NEW YORK - The U.S. stock market blasted through another major milestone Friday, with the Standard & Poor's 500 stock index closing above 1800 for the first time, putting the benchmark index on track for its best annual gain in 15 years.
The S&P 500, which closed up 8.91 points, or 0.50%, to a record 1804.76, also posted its 37th record close this year, the most since it notched 47 new highs in 1998. Its year-to-date gain is now 26.54%, putting it within striking distance of its 26.67% gain in 1998.
The index, which is home to large companies that account for roughly 70% of the entire value of the U.S. stock market, has now topped 1600, 1700 and 1800 this year for the first time, after waiting more than 13 years to climb from 1500 to 1600.
The blue-chip Dow Jones industrial average, which closed above 16,000 for the first time on Thursday, continued its record-setting run Friday, too. It rose 54.78 points, or 0.34%, to 16,064.77. It was the Dow's 41st closing high of 2013.
The Nasdaq composite also hit a fresh 13-year high, rising 22.49 points, or 0.57%, to 3991.65. The tech-packed index is within striking distance of reclaiming the 4000 level, which it last saw back in 2000.
Surpassing big round numbers like Dow 16,000 and 1800 on the S&P 500 are bound to attract the attention of investors, says Jeff Kleintop, chief investment strategist at LPL Financial. "It is another flag that is waiving and screaming, 'you are missing out,'" he says.
The U.S. stock market has been propelled higher by a combination of solid corporate earnings, a steadily strengthening economy and the Federal Reserve's easy-money monetary policy. The Fed, which will be headed by new chief Janet Yellen starting in January when she replaces current chairman Ben Bernanke, is unlikely to start dialing back on its market-friendly bond-buying program until some time in the first quarter of 2014, analysts predict.
Despite some bears warning of an inflating stock market bubble, Kleintop says there are few traditional signs of a bubble and that the market is being supported by reasonable valuations and still-low interest rates.
He notes that the S&P 500 is currently trading around 16 times its earnings the past 12 months, which is a tad higher than the rough average of around 15, but still below the peak P-E ratio of 17 or 18 during past bull markets since World War II. He also says the economy, which is growing below 3%, is not strong enough to create bubble-like conditions. And the Fed, he adds, "will still be there to support the market next year."

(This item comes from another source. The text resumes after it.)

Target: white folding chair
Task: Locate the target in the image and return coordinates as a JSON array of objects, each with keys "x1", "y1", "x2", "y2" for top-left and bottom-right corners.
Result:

But the market's sharp rise in 2013 has some Wall Street pros a little squeamish, at least in the short-term.
Gary Flam, portfolio manager at Bel Air Investment Advisors, says he is "cautions" in the near term. "We do not see current market levels as providing an advantageous risk-reward to add exposure to U.S. stocks," he says.
Flam says the leadership transition at the Fed next year could pose risks for the market, adding that fiscal headwinds also could be an obstacle. The fact that stocks are trading at average historical valuations, also could limit the market's upside, he adds.
"For further advances, we will need earnings growth," Flam says.
Kleintop says Wall Street will be closely watching retail sales on Black Friday to get a gauge on whether the consumer is still willing to spend despite a so-so economy and tough job market. "That's the next market catalyst," he says, adding that he thinks retail sales could surprise to the upside given a sharp drop in gas prices and from the fact that many consumers might feel more inclined to spend as the value of their stock portfolios rise.
Since the start of the year, the blue chip index is up 22%. If it holds onto those gains, the Dow will have its best year since 2003. The Dow topped 14,000 in February and 15,000 in May.
The Dow's first close above 16,000 Thursday pushed most Asian stocks higher early Friday.
Japan's Nikkei 225 stock average rose 0.1% to 15,381.72 and Hong Kong's Hang Seng added 0.5% to 23,696.28.
In Europe, France's CAC 40 rose 0.6% to 4,278.53 and Germany's DAX index gained 0.3 % to 9,219.04. Britain's FTSE 100 index fell 0.1% to 6,674.30.